For the US it’s the usual confusion on US monetary policy this week ahead of the next meeting of the Fed, still weeks away in early May.
It was jobs and wages last week, this week it’s Consumer Price inflation and retail sales, with a ‘bonus’ of the minutes of the March meeting of the US Federal Reserve where the central bank lifted rates by 0.25% despite the fading banking crisis.
The CPI towers over the week – forecasts are for a fall in the annual rate to 5.2% from 6% in February with the month-on-month rate coming in at 0.3% (0.4% in February).
The core rate is forecast to come in around 5.5%, just down on the 5.6% in February which may not be all that encouraging for investors.
Core producer prices on Thursday are forecast to have slowed to an annual rate of 3.3% in March from 4.4% in February, which will be a bit more reassuring.
Moody’s economists wrote in their weekend note ” While we expect headline inflation will have slowed further given the favourable base effects related to energy prices, more important will be what happens to core service inflation.”
“The Federal Reserve has zeroed in on core services as a source of persistent price growth and will look for improvement on this front before deciding to pause rate hikes.”
Moody’s also pointed out that the latest weekly data on jobless benefits claims “will also now be more important to watch as recent revisions revealed a deteriorating trend in initial claims.”
“While still well short of the breakeven level, or that consistent with no monthly job growth, claims are clearly on the rise and the ongoing spate of layoffs announcements lends upside risk in the coming weeks.”
The US jobs report for March left slightly clearer signs that the labour market is starting to soften.
The US economy added a solid 236,000 jobs in March, right on forecast (235,000 to 240,000 was the estimate) which on the surface suggests the economy is still on a solid footing.

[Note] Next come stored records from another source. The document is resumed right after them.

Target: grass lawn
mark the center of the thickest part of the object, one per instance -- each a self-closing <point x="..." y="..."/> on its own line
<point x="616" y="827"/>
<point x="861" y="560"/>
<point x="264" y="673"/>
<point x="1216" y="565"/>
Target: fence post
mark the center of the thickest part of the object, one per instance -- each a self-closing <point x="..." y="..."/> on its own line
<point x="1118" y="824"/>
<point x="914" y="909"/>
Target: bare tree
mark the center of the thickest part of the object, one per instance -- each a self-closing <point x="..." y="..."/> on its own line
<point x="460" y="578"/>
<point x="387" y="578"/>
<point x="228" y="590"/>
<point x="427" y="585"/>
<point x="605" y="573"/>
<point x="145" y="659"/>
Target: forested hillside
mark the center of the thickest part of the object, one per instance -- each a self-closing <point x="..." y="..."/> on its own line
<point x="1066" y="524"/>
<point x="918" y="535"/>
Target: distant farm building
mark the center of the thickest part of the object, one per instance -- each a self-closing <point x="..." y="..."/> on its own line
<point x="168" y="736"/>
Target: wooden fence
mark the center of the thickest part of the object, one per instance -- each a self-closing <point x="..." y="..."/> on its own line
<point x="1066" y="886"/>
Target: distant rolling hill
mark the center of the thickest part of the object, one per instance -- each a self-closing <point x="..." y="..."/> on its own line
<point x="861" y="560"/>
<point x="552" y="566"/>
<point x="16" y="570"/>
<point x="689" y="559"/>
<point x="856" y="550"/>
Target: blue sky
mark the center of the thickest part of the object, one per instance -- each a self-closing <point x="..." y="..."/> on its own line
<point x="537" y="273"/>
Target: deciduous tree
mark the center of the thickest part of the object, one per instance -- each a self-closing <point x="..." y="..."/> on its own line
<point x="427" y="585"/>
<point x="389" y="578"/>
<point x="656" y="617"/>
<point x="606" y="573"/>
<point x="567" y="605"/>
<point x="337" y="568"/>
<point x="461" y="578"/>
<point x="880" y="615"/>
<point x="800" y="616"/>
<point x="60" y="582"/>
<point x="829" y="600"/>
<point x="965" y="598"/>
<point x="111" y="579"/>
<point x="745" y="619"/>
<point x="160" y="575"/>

The February figure was revised from 311,000 to 326,000 but the strong 511,000 for January was cut to 472,000 and the US government’s Bureau of Labour Statistics said total new job numbers for the first two months of the year have fallen by 17,000. That was seen as a small sign of a weakening market.
March’s 236,000 new gigs was well under the 366,000 average for the last six months, another point in favour of those looking for a weaker jobs market.
The unemployment rate fell to 3.5%, just above the 53-year low of 3.4% set in January.
At the same time, average hourly wages were up 4.2% from 12 months earlier, down sharply from a 4.6% year-over-year increase in February and well under the 5.8% peak in April 2022. No wage price spiral here!
US jobless claims jumped by their most in 17 weeks, according to separate data last Thursday with the number of Americans applying for jobless benefits reaching 228,000 in the week to April 2, the highest since the week ended December 4.
For nine weeks in a row, claims had topped 200,000. While that indicated that more Americans were getting laid off than before, the Labor Department said changes in its seasonal adjustment processes in its claims reporting methodology helped boost the figures with a series of revisions of past weekly data.
However, there is now a belief that US jobless claims will start rising in coming weeks as the pace of layoffs grows.
Last week’s job vacancies figures for February showed a fall of 1.9 million over the last year to a still very higher at 9.9 million which is another sign of the gathering slowdown in the labour market.
Overall markets last week regained levels seen before the outbreak of the world banking disruptions on March 8 and 9.
Investors have become more convinced the Fed will cut rates in the second half to ward off an economic downturn. That has helped the S&P 500 rise 6.9% so far in 2023.
But seeing it was up a solid 6.2% in January, the period up to the past couple of weeks has been weak, thanks to those fears about banks in the US and Europe.
Markets will also watch first-quarter earnings, which start in this week with major banks including JPMorgan, Wells Fargo, PNC and Citigroup due on Friday.
Analysts expect S&P 500 earnings to fall 5.2% in the first quarter from the first quarter of 2022.